I think they meant that a person needs to interpret “two numbers arranged vertically between parentheses” according to context, regardless of whether they’re sighted.
Having more semantic information in that scenario would help the sighted just as much as the visually impaired—imagine hovering over an unfamiliar notation with your mouse and seeing it explained.
The other reply made the same point I'm about to make, but I think it's worth clarifying.
Specifically, just like a sighted person has to determine from context whether "a(b)" is function application or variable multiplication, a blind person can be asked to determine from context whether "a left-parenthesis b right-parenthesis" is function application or variable multiplication.
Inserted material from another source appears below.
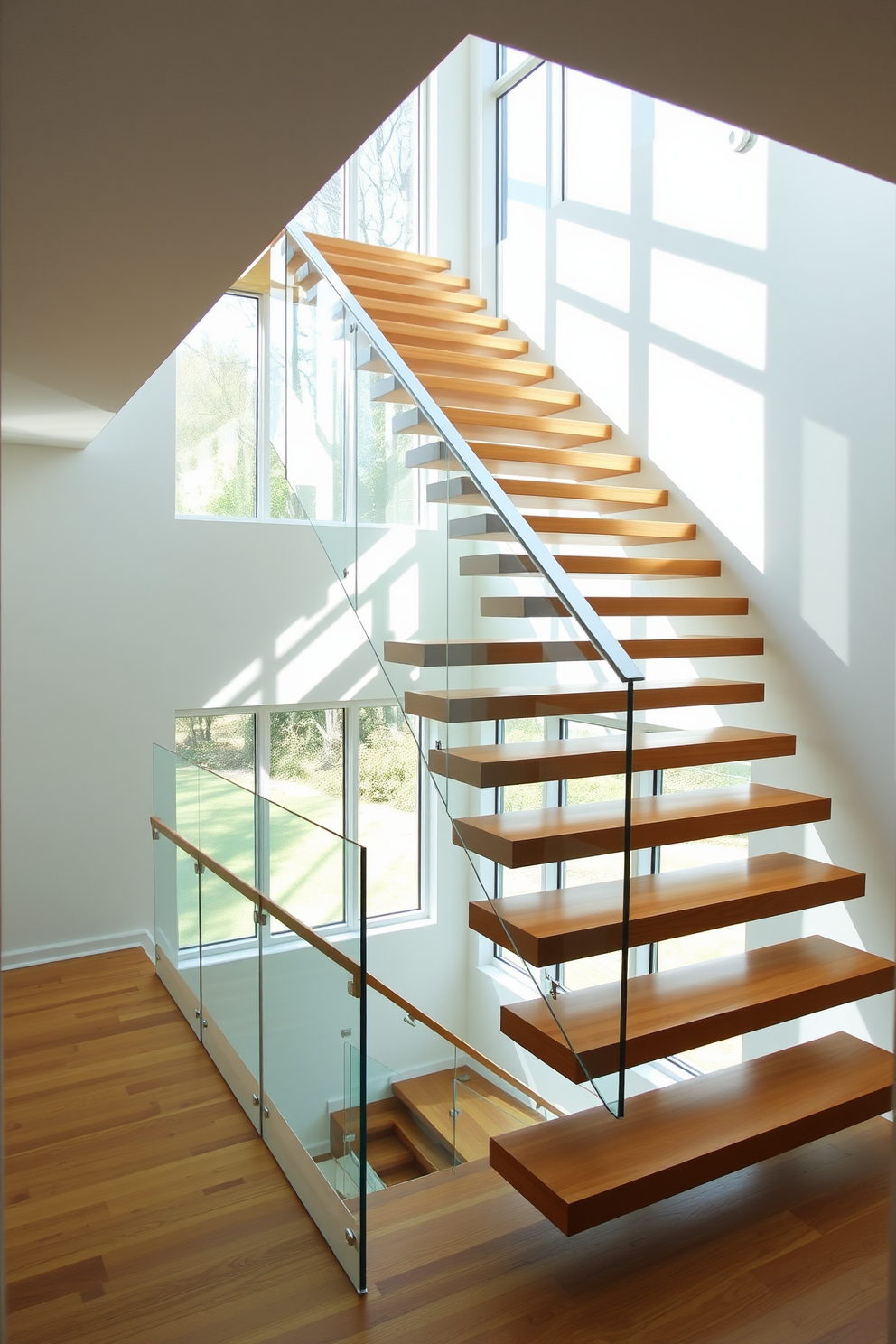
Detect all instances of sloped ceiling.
[1,0,896,441]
No AI or CV is required for such a reading algorithm. It's unfortunate that this reading algorithm doesn't quite match what two mathematicians would say if they were conversing with each other, but there's at least one good reason to believe this is still a useful reading algorithm: it's exactly the system used by blind mathematician Abraham Nemeth with his readers, called "mathspeak":
The speech generated by this protocol is not exactly what a
professor in class would use, but it is absolutely unambiguous
and results in a perfect Nemeth Code transcription. It avoids
largely unsuccessful attempts by a reader to describe the
notation he sees, accompanied by the shouting and gesturing that
such attempts at description engender.
(Nemeth notably created the Nemeth Braille Code for Mathematics, which is part of Unified English Braille and is probably the most widely used Braille code for math. MathSpeak hasn't enjoyed the same level of adoption, but only because there's no standard, MathPlayer, VoiceOver etc all have their own ad hoc rules for how to read math.)
Oh, I was talking about screen readers the whole time, except for an aside that the speech rules system I was discussing was created by Nemeth who is known for his Braille system. Other than that though, I wasn't talking about Braille at all.
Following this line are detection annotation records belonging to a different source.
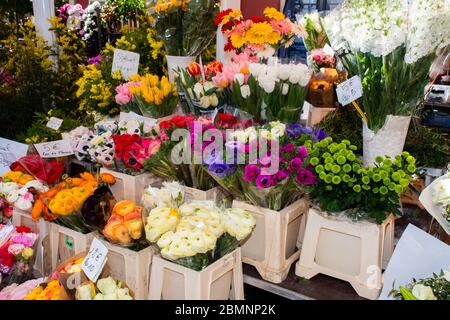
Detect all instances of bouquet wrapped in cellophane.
[154,0,219,56]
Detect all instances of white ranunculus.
[200,96,210,109]
[241,84,251,99]
[281,83,289,96]
[412,284,437,300]
[194,82,203,99]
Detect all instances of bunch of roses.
[0,226,38,275]
[112,134,161,170]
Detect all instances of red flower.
[187,62,202,77]
[16,226,31,233]
[214,9,233,26]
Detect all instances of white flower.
[241,84,251,99]
[281,83,289,96]
[412,284,437,300]
[234,73,244,86]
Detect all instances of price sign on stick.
[34,140,73,158]
[47,117,63,130]
[336,76,363,106]
[111,49,139,80]
[81,238,108,282]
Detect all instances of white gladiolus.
[241,84,251,99]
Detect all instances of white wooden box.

The problem is that mathematical notations can vary from topic to topic, from university to university, even from office to office inside a university department, even within the same lecture of a single professor. (Been there: "Notation will be different in this chapter since I've copied it from another author's paper.")
I'd imagine any real solution would actually be akin to ruby markup, with the author of the content needing to supply it since there will be cases where it simply cannot be usefully deduced by a browser.